When it comes to politics, the situation of neglect of sexual issues is general. The simplest explanation is that sexuality is seen as a natural and private affair, and therefore is not of political concern. In the past, churches showed eagerness to involve themselves with these private issues and provided a dogmatic ideology of morals and human sexual nature that politicians nowadays rather leave to scientists who are no less dogmatic in this regard – most espouse heteronormativity in one form or another.
Nevertheless, politicians permanently busy themselves with sexual issues and their consequences and continue to do so, thus invading the citizen’s private realm, often without public discussion, rather using medical “expertise” (Foucault’s bio-power). This includes topics like marriage, divorce, adultery, homosexuality, sex education, prostitution, pornography, children and age of consent, public sex, erotic advertising, spaces for cruising, dark rooms, zoning rules for sex businesses and so forth. The problem with non-religious political parties is that they rarely have a comprehensive sexual ideology, but nevertheless create sexual politics all over the place, mostly following medical and social science advise, volatile social prejudice and public opinion. They may have developed programs regarding economics, care, criminality, terrorism, army and police and ecology, but rarely about sexuality, and if so, on a limited scale.

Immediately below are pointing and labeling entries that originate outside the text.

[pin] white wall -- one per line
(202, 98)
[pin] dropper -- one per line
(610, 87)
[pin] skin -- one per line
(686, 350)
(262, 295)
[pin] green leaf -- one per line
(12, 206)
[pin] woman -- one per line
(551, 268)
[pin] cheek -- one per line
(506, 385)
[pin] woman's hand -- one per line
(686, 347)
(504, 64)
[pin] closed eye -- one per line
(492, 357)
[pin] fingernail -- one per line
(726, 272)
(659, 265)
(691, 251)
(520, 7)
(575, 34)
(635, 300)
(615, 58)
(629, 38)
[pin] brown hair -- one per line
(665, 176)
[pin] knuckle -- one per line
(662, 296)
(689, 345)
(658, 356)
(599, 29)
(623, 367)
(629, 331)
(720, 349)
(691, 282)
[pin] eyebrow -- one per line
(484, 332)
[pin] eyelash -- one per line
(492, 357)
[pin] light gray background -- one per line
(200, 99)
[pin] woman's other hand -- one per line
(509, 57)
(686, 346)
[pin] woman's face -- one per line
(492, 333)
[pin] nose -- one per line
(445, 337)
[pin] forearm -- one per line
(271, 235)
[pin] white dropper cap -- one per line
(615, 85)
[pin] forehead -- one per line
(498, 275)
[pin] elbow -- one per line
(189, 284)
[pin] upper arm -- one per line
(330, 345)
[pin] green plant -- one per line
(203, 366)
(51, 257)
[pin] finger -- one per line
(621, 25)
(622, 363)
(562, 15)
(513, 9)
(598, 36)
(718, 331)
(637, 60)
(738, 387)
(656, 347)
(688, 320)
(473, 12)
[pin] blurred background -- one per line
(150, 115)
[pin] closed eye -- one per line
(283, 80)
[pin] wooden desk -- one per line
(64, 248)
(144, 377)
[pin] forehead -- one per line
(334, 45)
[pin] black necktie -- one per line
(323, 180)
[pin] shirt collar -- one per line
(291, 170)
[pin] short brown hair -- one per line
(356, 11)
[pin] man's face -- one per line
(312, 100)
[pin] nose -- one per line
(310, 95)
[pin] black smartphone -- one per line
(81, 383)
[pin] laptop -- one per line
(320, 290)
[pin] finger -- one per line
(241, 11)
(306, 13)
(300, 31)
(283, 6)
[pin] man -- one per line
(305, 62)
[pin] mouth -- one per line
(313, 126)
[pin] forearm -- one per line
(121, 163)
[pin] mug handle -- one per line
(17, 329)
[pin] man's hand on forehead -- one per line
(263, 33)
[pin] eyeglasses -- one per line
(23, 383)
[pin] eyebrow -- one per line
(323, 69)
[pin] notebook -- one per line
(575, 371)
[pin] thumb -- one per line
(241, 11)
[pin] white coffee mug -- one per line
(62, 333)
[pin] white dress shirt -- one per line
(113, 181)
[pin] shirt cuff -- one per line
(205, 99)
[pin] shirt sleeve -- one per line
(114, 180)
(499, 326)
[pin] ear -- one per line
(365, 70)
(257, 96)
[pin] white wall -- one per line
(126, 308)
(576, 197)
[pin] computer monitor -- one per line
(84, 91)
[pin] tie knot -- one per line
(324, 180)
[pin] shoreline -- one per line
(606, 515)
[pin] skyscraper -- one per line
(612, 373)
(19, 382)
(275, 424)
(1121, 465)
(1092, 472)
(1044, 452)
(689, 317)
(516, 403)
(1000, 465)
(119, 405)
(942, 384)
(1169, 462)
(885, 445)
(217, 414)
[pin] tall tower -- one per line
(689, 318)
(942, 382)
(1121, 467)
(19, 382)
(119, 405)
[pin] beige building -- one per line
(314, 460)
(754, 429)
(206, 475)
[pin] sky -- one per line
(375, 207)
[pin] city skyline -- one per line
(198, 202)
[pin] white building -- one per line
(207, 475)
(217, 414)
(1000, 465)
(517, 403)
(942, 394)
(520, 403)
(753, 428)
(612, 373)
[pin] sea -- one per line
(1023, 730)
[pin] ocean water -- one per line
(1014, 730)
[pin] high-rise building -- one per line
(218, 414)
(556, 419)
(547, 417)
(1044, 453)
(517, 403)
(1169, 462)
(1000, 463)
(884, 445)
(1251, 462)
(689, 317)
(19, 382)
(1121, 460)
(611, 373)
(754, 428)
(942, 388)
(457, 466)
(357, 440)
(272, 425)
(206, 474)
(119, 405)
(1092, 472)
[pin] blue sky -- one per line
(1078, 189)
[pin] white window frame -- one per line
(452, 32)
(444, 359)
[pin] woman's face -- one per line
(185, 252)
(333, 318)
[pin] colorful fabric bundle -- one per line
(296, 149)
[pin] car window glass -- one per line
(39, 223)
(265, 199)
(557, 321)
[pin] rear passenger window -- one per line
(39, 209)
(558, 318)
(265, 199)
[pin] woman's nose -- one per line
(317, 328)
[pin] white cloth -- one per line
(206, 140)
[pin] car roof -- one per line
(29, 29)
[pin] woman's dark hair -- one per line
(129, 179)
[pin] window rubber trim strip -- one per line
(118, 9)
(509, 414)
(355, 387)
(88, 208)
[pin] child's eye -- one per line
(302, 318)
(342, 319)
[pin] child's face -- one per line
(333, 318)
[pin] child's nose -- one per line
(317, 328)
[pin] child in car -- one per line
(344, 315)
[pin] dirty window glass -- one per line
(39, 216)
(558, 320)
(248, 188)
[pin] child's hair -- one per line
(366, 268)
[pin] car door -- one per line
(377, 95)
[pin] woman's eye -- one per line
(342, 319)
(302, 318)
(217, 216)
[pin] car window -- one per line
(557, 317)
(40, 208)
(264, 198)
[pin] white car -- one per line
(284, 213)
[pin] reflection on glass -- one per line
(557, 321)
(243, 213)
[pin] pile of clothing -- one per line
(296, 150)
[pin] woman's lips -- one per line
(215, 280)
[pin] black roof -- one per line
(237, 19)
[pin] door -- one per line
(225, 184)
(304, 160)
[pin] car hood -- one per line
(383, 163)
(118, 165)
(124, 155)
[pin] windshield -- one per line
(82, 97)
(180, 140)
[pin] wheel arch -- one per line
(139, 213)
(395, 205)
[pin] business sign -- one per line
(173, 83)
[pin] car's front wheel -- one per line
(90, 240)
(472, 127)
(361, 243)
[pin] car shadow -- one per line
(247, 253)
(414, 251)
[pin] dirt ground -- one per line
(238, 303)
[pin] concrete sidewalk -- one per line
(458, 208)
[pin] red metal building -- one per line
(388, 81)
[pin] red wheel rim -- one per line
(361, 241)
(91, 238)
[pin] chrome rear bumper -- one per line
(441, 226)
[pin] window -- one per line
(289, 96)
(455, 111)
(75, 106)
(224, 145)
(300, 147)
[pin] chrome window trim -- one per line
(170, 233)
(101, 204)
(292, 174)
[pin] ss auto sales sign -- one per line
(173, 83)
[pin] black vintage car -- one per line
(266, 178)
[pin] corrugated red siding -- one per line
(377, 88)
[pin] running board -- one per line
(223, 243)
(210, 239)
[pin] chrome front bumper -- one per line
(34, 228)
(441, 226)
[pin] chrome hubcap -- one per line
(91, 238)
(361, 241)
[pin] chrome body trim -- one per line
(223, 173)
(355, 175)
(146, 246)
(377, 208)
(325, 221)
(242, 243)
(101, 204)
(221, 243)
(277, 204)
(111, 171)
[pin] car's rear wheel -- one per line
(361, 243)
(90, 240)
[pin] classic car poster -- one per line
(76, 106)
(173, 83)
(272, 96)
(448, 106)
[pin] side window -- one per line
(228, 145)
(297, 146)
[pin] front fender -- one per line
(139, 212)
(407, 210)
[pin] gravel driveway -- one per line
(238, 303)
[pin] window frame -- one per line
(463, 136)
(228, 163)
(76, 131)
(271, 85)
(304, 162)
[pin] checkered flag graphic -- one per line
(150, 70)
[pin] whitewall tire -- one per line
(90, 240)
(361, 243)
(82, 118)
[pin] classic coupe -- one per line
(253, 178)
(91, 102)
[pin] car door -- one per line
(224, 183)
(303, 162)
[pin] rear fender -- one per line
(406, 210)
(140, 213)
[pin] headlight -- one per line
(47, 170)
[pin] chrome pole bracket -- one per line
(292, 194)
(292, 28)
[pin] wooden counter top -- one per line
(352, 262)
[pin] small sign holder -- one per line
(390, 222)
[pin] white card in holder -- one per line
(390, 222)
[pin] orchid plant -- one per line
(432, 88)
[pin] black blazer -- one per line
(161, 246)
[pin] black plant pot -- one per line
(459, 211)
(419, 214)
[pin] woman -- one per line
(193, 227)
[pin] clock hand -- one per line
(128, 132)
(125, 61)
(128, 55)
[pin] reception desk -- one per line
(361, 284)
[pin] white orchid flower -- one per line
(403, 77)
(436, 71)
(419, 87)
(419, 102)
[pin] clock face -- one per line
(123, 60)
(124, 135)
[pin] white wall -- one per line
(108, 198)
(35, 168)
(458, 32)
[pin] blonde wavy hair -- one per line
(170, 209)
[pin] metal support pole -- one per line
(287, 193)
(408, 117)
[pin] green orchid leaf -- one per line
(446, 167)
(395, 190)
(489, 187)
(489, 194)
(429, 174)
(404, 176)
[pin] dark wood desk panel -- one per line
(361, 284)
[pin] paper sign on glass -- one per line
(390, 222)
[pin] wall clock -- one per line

Sade does not offer a political utopia but his ideas about plural sexual and gendered possibilities, the family and incest, bordello’s, personal preferences or sex education could stimulate different forms of politics and could inspire lively debates about how to deal not only with economic and political, but also with sexual citizenship.14 His ideas to reduce legislation are interesting in a time that laws are being multiplied and becoming ever more specific. Alternatively, one could read Sade’s views as a call to contextualize crime rather than to apply the law indiscriminately to all citizens – what in fact often does not happen due to issues of gender, class and race. Sade’s constant reminder that sexual politics are culturally bound could make law-makers more critical on their legislative work, or on moral panics that come and go without helping victims, perpetrators or third parties, but bring profits to those promulgating the victimization and proposed amends. Frank Furedi15 has argued that one of the main results of the pedophile scare is the inhibition of tender relations and physical proximity between young and old, as the fear for sexual harassment did for men and women and homophobia for heterosexuals. Sade’s endorsement of visceral and physical human qualities are in opposition to the world that we nowadays see where most intimacies have become suspect.
It is doubtful that the request to create sexual politics would provide better politics because a first requirement is that politicians have adequate sexual knowledge and experience with and openness for these issues. They suffer from the same heteronormative and physicophobic attitudes as most voters – religious or not.
For academia
His work is not sexology (see Mazaleigue-Labaste in this issue), but is highly interesting for academia because he goes beyond the tenets of queer theory. It raises questions regarding sexuality, gender and violence that may be both abhorrent and seductive. It is relevant for philosophy, social, political and sexual sciences and the humanities. How deep are vehement passions ingrained in our sexual (fantasy) life as many people have rape fantasies and masochistic desires, and were excited – as well as abhorred - by the cruelties of Roman arena’s, paintings of saints being tortured, public executions, scenes of slavery and defeat or pictures of Abu Ghraib humiliation16 and so on. Sade underlines that violence is inherent in social life and intimate relations.
Much abuse is not physical but mental. In fact heteronormativity is a form of violence probably a bit worse than homonormativity as it is backed by the perceived normal and natural. This is embedded in every-day life, in habitus, behavior and language. Much of it returns in mental states and fantasies. Violence is often seen as negative, denying its duality: the pleasure people sense in being victims, or BDSM-ers feel in pain, the incentive it has created – queer bashing, murders of gays, suicides and so on – for the queer movement, and in comparable ways for feminism. Violence of society gets replicated in cruel fantasies of citizens which may again create intolerable pains and unimagined pleasures. Sexism, racism and homophobia in BDSM-activities are more replications of social conditions than originating in those sexual pastimes. Such ambiguities need research and reflection.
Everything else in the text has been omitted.